Nama : Ian Sebastian

NIM : 10118024

Asal : Institut Teknologi Bandung

Sumber Dataset : TakeMeOut

Tugas Google DSC ITB Data Science -- Data Exploration


## Preliminary Actions

### Importing Necessary Libraries

In [None]:
import numpy as np
import pandas as pd
import matplotlib.pyplot as plt
import seaborn as sns

### Importing Dataset

In [None]:
data_src = 'https://raw.githubusercontent.com/iansebastian59/DSCDataScience/main/takemeout.csv'
df = pd.read_csv(data_src)

### Viewing the Dataset

In [None]:
df.head(4)

### View Column Names

In [None]:
# Get current column names
print(df.columns)

### Examine dataset datatype

In [None]:
print(df.info())

### Examine Data Distribution

In [None]:
print(df.describe())
print(df.describe(include='object'))

### Takeaways:

In **bold** are actionable insights.

General:
- **Column names are way too long**
- No null data, no need to treat

Numerical Columns
- No anomalous values

Datetime Columns
- '**'Timestamp' has not been converted to datetime format**

Categorical Columns
- 'Gender' has only 2 values : 'Cowok' and 'Cewek', as expected.
- **'Name' doesn't really have important insight since everything is censored.**

## Data Cleaning


### 1. Modify Column Names

Try to improve readability and verbosity.

Original column name -- New column name
- *Timestamp* -- timestamp
- *Siapa nama kamu* : name
- *Cewek atau cowok nih?* -- gender
- *Seberapa penting quality time bareng calon pacar untuk kamu?* -- quality_time
- *Seberapa penting physical touch sama calon pacar untuk kamu?* -- phys_touch
- *Seberapa penting word of affirmation dari calon pacar untuk kamu?* -- affirmation
- *Seberapa penting dapet kado dari calon pacar untuk kamu?* -- gift
- *Seberapa penting bantuan dari calon pacar untuk kamu?* -- help

In [None]:
# Change column names
new_colnames = ['Timestamp', 'name', 'gender', 'quality_time', 'phys_touch', 'affirmation', 'gift', 'help']
df.columns = new_colnames

In [None]:
# see new column names:
df.head(3)

### 2. Drop Non-insightful Data

We'll drop the `name` column since everything is censored so no information can be extracted.

In [None]:
df = df[['Timestamp',  'gender', 'quality_time', 'phys_touch', 'affirmation', 'gift', 'help']]
df.head(3)

### 3. Convert Datetime Column

We'll do this with pandas `to_datetime` method.

In [None]:
df['Timestamp'] = pd.to_datetime(df['Timestamp'])
print("Datatype of Timestamp: ", df['Timestamp'].dtype)

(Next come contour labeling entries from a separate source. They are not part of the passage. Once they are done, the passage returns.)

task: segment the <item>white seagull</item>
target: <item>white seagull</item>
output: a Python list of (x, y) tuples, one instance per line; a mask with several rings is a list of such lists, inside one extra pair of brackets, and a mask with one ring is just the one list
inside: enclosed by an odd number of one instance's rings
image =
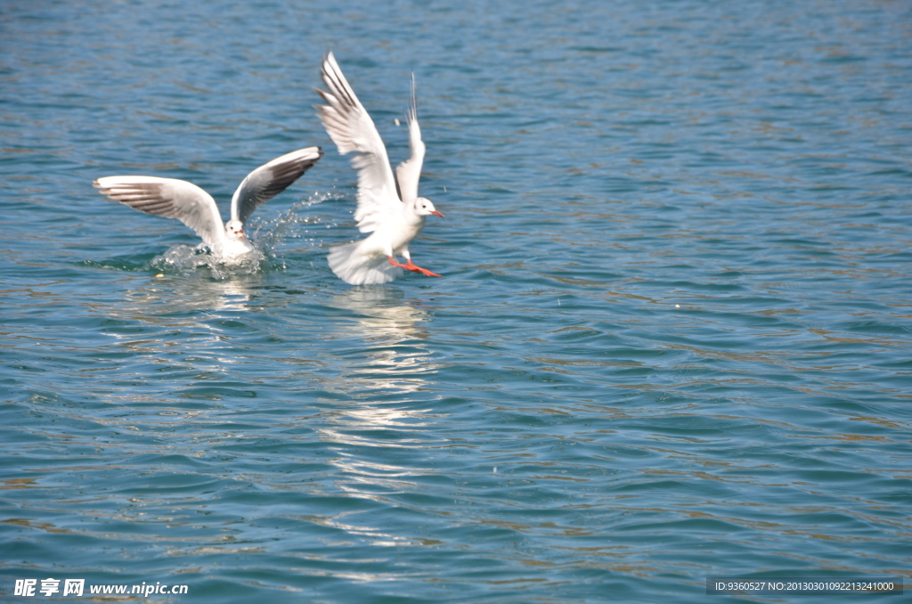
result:
[[(428, 276), (440, 276), (416, 266), (409, 254), (409, 243), (421, 231), (425, 217), (430, 214), (443, 217), (430, 199), (418, 196), (424, 143), (418, 126), (414, 76), (408, 116), (411, 153), (396, 168), (394, 179), (380, 134), (348, 86), (331, 52), (323, 57), (322, 71), (323, 81), (329, 91), (317, 90), (317, 93), (326, 105), (314, 107), (319, 111), (323, 126), (338, 147), (339, 153), (355, 152), (351, 161), (358, 170), (355, 220), (361, 233), (373, 232), (366, 239), (331, 248), (329, 267), (337, 276), (352, 285), (392, 281), (401, 275), (399, 267)], [(402, 255), (408, 264), (396, 262), (397, 255)]]
[(231, 220), (223, 225), (215, 200), (187, 181), (155, 176), (105, 176), (92, 182), (131, 208), (165, 218), (177, 218), (193, 229), (219, 262), (240, 262), (254, 246), (244, 224), (262, 203), (285, 191), (323, 156), (319, 147), (300, 149), (247, 174), (231, 200)]

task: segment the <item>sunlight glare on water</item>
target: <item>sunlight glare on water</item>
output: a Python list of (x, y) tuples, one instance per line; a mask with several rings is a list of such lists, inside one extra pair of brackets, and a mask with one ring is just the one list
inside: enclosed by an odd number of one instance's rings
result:
[[(909, 577), (907, 4), (7, 8), (4, 598), (696, 603), (710, 577)], [(393, 165), (415, 74), (446, 218), (410, 250), (441, 278), (327, 266), (361, 236), (312, 109), (327, 49)], [(240, 266), (91, 186), (188, 180), (226, 215), (309, 145)]]

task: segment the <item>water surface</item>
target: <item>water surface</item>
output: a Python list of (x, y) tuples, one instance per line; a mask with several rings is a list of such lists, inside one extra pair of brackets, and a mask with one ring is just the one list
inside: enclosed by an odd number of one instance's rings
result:
[[(0, 27), (4, 598), (910, 577), (906, 4), (33, 3)], [(326, 266), (357, 235), (311, 108), (327, 48), (394, 162), (414, 71), (447, 218), (411, 251), (442, 278)], [(312, 144), (253, 267), (197, 267), (192, 233), (90, 186), (181, 178), (226, 213)]]

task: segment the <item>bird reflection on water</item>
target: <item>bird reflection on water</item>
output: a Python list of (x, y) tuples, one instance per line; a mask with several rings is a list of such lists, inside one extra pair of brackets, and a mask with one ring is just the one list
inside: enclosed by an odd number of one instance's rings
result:
[[(340, 323), (339, 359), (348, 362), (331, 386), (348, 401), (337, 402), (318, 432), (337, 453), (329, 460), (339, 471), (336, 486), (349, 496), (386, 502), (390, 494), (415, 488), (427, 450), (442, 444), (430, 432), (441, 414), (419, 394), (431, 387), (438, 369), (426, 344), (432, 314), (389, 287), (356, 287), (329, 304), (350, 311), (353, 319)], [(374, 545), (405, 540), (365, 525), (363, 517), (358, 526), (351, 518), (326, 521)]]

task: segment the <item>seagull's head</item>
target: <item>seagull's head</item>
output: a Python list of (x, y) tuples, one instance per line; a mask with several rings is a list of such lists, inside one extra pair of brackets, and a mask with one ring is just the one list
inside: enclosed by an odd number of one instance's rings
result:
[(443, 214), (437, 211), (434, 204), (431, 203), (430, 199), (424, 197), (419, 197), (415, 200), (415, 213), (419, 216), (430, 216), (434, 214), (435, 216), (443, 217)]
[(244, 234), (244, 223), (240, 220), (229, 220), (225, 224), (225, 234), (229, 239), (246, 239)]

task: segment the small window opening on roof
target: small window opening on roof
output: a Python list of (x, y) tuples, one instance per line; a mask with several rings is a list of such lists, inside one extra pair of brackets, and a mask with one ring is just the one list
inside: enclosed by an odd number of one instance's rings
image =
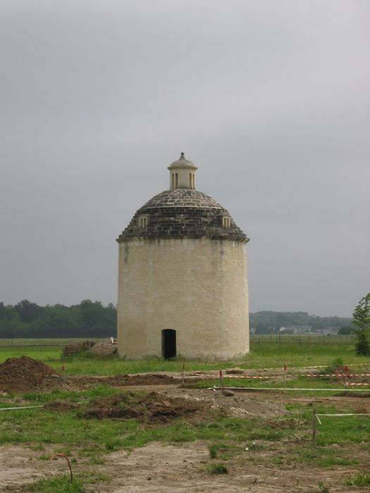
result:
[(142, 229), (144, 230), (144, 229), (146, 229), (146, 227), (147, 227), (147, 220), (146, 216), (141, 216), (139, 218), (139, 226), (140, 226)]
[(227, 216), (222, 216), (222, 227), (230, 227), (230, 218)]

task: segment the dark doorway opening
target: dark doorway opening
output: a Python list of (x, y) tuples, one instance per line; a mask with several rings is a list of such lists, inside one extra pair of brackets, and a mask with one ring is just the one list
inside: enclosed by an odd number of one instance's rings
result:
[(173, 329), (162, 330), (162, 356), (165, 359), (176, 356), (176, 331)]

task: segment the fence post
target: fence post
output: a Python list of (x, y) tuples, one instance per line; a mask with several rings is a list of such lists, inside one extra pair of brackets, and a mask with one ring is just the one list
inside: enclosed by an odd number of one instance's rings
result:
[(312, 418), (312, 445), (316, 447), (316, 425), (317, 418), (316, 417), (316, 409), (313, 411), (313, 418)]

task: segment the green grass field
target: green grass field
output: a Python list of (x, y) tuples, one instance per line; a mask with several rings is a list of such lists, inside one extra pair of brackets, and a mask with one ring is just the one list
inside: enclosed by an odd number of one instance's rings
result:
[[(308, 344), (308, 341), (302, 344), (302, 340), (280, 340), (278, 344), (268, 339), (260, 340), (258, 343), (252, 340), (251, 351), (247, 356), (226, 361), (181, 359), (164, 361), (157, 358), (124, 361), (120, 360), (117, 356), (101, 359), (87, 357), (86, 354), (65, 358), (62, 356), (60, 342), (55, 346), (25, 344), (23, 347), (1, 347), (0, 363), (10, 357), (25, 355), (41, 360), (58, 371), (61, 371), (61, 367), (64, 366), (65, 373), (69, 375), (180, 371), (183, 364), (186, 370), (220, 370), (235, 366), (255, 369), (282, 368), (284, 364), (289, 370), (290, 367), (330, 366), (338, 358), (347, 365), (370, 363), (369, 358), (356, 356), (352, 344), (344, 344), (343, 340), (340, 343), (338, 340), (335, 342), (333, 337), (331, 340), (330, 344)], [(197, 385), (211, 387), (217, 384), (217, 380), (209, 380)], [(276, 387), (276, 384), (269, 381), (227, 378), (224, 385)], [(299, 396), (300, 392), (290, 394), (289, 389), (291, 387), (307, 388), (313, 385), (317, 385), (317, 382), (297, 377), (287, 382), (284, 395), (287, 395), (287, 399), (290, 395)], [(336, 383), (331, 382), (320, 382), (320, 387), (333, 388), (335, 385)], [(80, 402), (82, 406), (88, 408), (93, 399), (120, 392), (107, 385), (99, 385), (83, 392), (10, 394), (0, 396), (0, 408), (42, 405), (52, 401)], [(323, 397), (323, 393), (319, 394), (304, 390), (300, 394), (304, 397), (312, 396), (314, 401), (319, 395), (319, 401)], [(340, 392), (338, 394), (340, 395)], [(253, 396), (253, 394), (250, 395)], [(325, 393), (323, 401), (315, 404), (317, 413), (338, 412), (335, 403), (328, 400), (328, 396), (332, 395), (333, 392)], [(266, 399), (273, 401), (273, 394), (266, 393)], [(365, 406), (367, 401), (363, 399), (363, 401)], [(87, 485), (108, 482), (109, 475), (99, 470), (99, 466), (104, 466), (106, 463), (107, 454), (120, 449), (130, 451), (154, 441), (175, 444), (206, 441), (209, 448), (209, 459), (205, 470), (210, 475), (218, 473), (218, 469), (221, 471), (223, 469), (221, 466), (223, 466), (224, 473), (232, 471), (236, 463), (235, 461), (242, 458), (243, 461), (251, 463), (260, 463), (266, 466), (270, 463), (273, 467), (286, 467), (287, 470), (292, 464), (331, 469), (345, 466), (351, 468), (352, 471), (352, 475), (348, 475), (346, 480), (352, 482), (351, 484), (367, 481), (360, 457), (362, 456), (361, 454), (369, 456), (370, 451), (370, 420), (368, 416), (322, 417), (321, 425), (318, 425), (317, 446), (313, 447), (311, 441), (313, 407), (307, 403), (292, 404), (287, 400), (285, 408), (286, 414), (268, 420), (258, 416), (247, 420), (212, 415), (206, 421), (188, 421), (181, 418), (162, 424), (145, 423), (137, 419), (87, 419), (74, 410), (56, 412), (42, 407), (20, 409), (13, 412), (0, 412), (0, 445), (18, 444), (30, 448), (35, 451), (36, 458), (39, 461), (49, 458), (50, 449), (53, 454), (66, 454), (70, 457), (73, 466), (78, 469), (73, 487), (68, 482), (67, 475), (42, 479), (30, 485), (27, 491), (34, 492), (83, 492)], [(358, 413), (359, 408), (358, 404), (352, 404), (350, 399), (341, 404), (340, 412)], [(252, 452), (248, 453), (247, 458), (246, 445)], [(268, 457), (265, 454), (266, 451), (269, 451)], [(217, 463), (212, 462), (214, 460)], [(80, 463), (83, 464), (83, 470), (78, 469)]]

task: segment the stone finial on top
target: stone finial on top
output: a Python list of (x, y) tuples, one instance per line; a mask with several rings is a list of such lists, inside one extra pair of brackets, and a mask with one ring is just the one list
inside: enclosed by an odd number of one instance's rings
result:
[(194, 163), (185, 158), (185, 152), (182, 152), (178, 161), (170, 164), (168, 169), (170, 171), (171, 190), (178, 188), (195, 189), (195, 172), (198, 168)]

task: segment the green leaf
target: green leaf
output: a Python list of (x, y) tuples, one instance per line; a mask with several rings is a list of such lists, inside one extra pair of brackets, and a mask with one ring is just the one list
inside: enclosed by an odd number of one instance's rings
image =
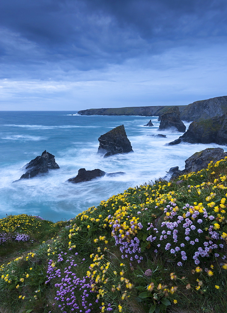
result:
[(145, 301), (145, 299), (141, 299), (141, 298), (139, 298), (139, 297), (137, 297), (135, 298), (135, 300), (137, 302), (142, 302), (143, 301)]
[[(146, 235), (146, 236), (147, 237), (147, 235)], [(145, 287), (144, 287), (142, 286), (137, 286), (137, 287), (135, 287), (135, 288), (136, 289), (143, 289), (145, 288)]]
[(155, 313), (159, 313), (160, 312), (160, 308), (159, 306), (156, 306), (155, 308)]
[(145, 298), (152, 297), (152, 295), (150, 292), (148, 292), (147, 291), (144, 291), (144, 292), (141, 292), (141, 293), (138, 296), (141, 298), (141, 299), (143, 299)]
[(168, 305), (171, 305), (171, 304), (170, 301), (169, 301), (168, 299), (166, 299), (166, 298), (165, 298), (165, 299), (162, 298), (162, 299), (161, 299), (160, 301), (162, 303), (164, 304), (164, 305), (166, 305), (166, 306)]
[(155, 305), (152, 305), (152, 306), (151, 306), (148, 313), (153, 313), (153, 312), (154, 312), (155, 310), (156, 307), (156, 306)]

### 4. Convert Numerics to Categorical

In [None]:
num_cols = ['quality_time', 'phys_touch', 'affirmation', 'gift', 'help']

df[num_cols] = df[num_cols].astype("int64")

In [None]:
print(df.info())

In [None]:
df.describe(include="object")

## Data Exploration

### Descriptive Statistics

In [None]:
# Categorical Data
print(df.describe(include="object"))

### Visualization

In [None]:
%matplotlib inline
sns.set_style("ticks")

cols = ['gender', 'quality_time', 'phys_touch',	'affirmation', 'gift', 'help']

fig, axs = plt.subplots(2, 3, figsize=(10, 10))

axs = axs.ravel()

for (i, col) in enumerate(cols):
    sns.countplot(ax = axs[i+1], x=col, data=df)
    axs[i].set_xlabel(col)

_ = plt.tight_layout()


In [None]:
%matplotlib inline
_ = sns.catplot(data=df, x="quality_time", kind="count", col="gender")

In [None]:
%matplotlib inline
_ = sns.catplot(data=df, x="phys_touch", kind="count", col="gender")

In [None]:
%matplotlib inline
_ = sns.catplot(data=df, x="affirmation", kind="count", col="gender")

In [None]:
%matplotlib inline
_ = sns.catplot(data=df, x="gift", kind="count", col="gender")

In [None]:
%matplotlib inline
_ = sns.catplot(data=df, x="help", kind="count", col="gender")

### Insights:
- Lelaki:
    - Menghargai hadiah
    - Tidak terlalu menghargai quality time
    - Menghargai ketika dibantu partner
- Perempuan:
    - Menghargai ketika dibantu partner
    - Menyukai physical touch